SQL Saturday Exeter was great fun and a good learning experience. If you are a data professional working with SQL Server, you should get yourself along to the next one in 2016 and get involved!
This is not polished enough to be considered a full review of SQL Saturday Exeter. It’s just my mental notes committed to page before I forget. I might tidy this up later if I get time :-)
Friday was a full day’s workshop on using Red Gate’s new solution for Database Lifecycle Management. Part 3 of a trilogy (part 1 is source control, part 2 is continuous integration).
This session was the compelling business reason to come to Exeter. At work we are planning the next phase of our automatic database deployment strategy. We already trust Red Gate’s database development tools, and we want to build on that investment.
It’s early days, but to me it looks like SQL Release is a winning product, and the missing piece of our database deployment puzzle.
I hope to write more about this soon :-)
Yarr! Plastic dreads, gutrot rum, comical accents, gold (chocolate) coins, and FOOT JENGA!
“What has spinach got to do with database development?”
As it turns out, they both have data quality issues in common. People believed for generations the bad data about the iron content of spinach.
Your most important job as a database professional is to defend against bad data. If you don’t do this, anything else you do will just be helping to deliver the wrong answer more quickly.
The keynote was delivered as a video and published online, so you can watch it again from the comfort of your own bed!
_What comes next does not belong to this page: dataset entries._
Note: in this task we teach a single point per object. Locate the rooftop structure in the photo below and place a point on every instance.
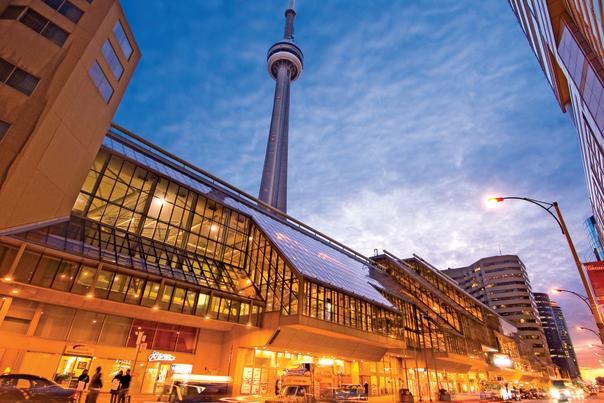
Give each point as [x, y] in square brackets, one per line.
[501, 282]
[285, 62]
[220, 282]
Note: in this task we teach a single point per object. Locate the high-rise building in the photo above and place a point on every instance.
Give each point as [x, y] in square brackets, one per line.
[285, 62]
[64, 66]
[567, 38]
[556, 333]
[158, 266]
[567, 344]
[501, 282]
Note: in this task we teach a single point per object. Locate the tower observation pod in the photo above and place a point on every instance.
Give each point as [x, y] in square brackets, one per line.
[285, 62]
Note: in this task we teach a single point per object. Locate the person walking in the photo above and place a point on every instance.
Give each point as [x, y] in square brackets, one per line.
[124, 386]
[115, 386]
[96, 383]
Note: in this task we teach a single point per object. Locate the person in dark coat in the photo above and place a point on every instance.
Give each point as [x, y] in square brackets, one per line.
[96, 384]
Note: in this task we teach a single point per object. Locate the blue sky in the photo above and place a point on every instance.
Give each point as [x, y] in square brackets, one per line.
[407, 115]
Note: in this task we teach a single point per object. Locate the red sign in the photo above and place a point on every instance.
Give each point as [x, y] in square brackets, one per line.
[595, 272]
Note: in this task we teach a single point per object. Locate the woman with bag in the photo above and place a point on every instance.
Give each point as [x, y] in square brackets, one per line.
[95, 386]
[115, 386]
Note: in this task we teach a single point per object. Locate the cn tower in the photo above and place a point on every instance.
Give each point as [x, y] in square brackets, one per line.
[285, 61]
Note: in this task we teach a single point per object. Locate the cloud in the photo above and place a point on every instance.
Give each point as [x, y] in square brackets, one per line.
[407, 115]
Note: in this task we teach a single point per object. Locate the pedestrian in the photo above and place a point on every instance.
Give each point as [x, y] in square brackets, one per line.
[83, 380]
[124, 386]
[96, 383]
[115, 386]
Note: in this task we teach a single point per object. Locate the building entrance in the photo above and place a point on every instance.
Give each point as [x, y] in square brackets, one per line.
[70, 367]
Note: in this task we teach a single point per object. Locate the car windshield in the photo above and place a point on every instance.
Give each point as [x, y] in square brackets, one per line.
[204, 389]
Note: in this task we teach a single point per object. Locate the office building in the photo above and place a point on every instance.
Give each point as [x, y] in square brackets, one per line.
[555, 330]
[501, 282]
[566, 37]
[161, 267]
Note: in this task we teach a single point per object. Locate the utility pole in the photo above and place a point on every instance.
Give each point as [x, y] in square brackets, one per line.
[590, 296]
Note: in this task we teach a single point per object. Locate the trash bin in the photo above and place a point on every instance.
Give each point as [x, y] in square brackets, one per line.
[404, 395]
[444, 395]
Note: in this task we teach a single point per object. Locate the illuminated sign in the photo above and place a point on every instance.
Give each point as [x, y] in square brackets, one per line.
[157, 356]
[182, 368]
[502, 361]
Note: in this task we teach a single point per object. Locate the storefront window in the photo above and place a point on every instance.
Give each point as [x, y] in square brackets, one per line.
[88, 326]
[165, 337]
[115, 330]
[55, 322]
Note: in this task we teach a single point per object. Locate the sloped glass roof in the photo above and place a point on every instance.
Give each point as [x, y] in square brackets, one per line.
[311, 257]
[315, 259]
[100, 242]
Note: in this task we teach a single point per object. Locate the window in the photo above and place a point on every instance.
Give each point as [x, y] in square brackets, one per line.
[115, 330]
[47, 29]
[100, 81]
[66, 8]
[87, 326]
[18, 79]
[55, 322]
[122, 40]
[112, 60]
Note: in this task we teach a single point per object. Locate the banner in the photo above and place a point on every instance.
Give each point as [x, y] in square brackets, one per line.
[595, 272]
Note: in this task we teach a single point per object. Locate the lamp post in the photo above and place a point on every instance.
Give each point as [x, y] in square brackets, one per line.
[560, 220]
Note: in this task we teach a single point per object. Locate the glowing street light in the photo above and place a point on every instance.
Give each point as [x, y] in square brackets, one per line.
[548, 207]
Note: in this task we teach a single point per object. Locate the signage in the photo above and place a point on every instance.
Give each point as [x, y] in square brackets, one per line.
[182, 368]
[79, 349]
[501, 361]
[157, 356]
[595, 272]
[246, 380]
[296, 380]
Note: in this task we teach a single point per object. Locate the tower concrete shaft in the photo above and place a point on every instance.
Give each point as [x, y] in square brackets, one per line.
[285, 63]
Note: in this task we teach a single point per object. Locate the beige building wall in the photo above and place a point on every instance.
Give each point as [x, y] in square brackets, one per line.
[65, 115]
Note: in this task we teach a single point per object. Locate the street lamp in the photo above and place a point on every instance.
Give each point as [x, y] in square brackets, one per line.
[560, 220]
[582, 297]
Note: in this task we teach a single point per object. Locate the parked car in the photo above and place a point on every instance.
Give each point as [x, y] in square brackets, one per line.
[17, 388]
[560, 391]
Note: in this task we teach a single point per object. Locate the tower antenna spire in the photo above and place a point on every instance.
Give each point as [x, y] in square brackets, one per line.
[285, 62]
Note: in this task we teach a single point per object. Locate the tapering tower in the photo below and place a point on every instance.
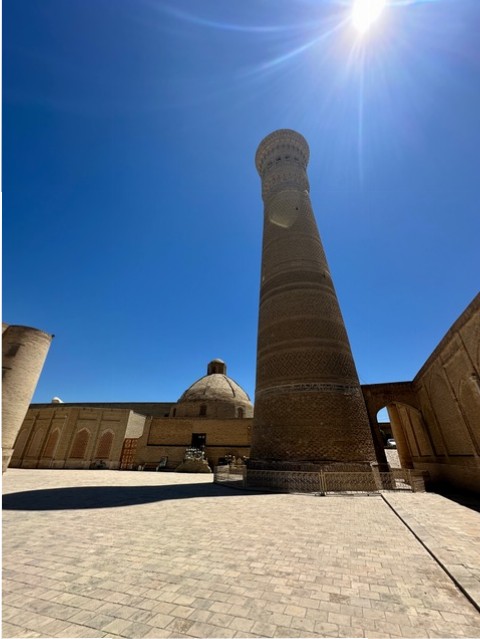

At just six minutes long, you could even watch it over a coffee break.
What can you do to tune SQL Server when you don’t have control over the database code? Actually quite a few things.
Richard reminded us that the server’s main job is to respond to requests for data. That data can be retrieved from three physical places: CPU cache, memory, and disk. Each subsequent location is roughly an order of magnitude slower to access than the one before. (Read Jeff Atwood‘s post on relative latencies for a great general overview of the fundamental problem).
We had an overview of the server-side lifecycle of a database query, from initial receipt of the SQL query to the final submitting of a TDS (tabular data stream) response.
A key stage of this lifecycle is when SQL Server looks in the plan cache.
Richard showed us how to reduce cache bloat with a server configuration option for storing a “stub” plan the first time around.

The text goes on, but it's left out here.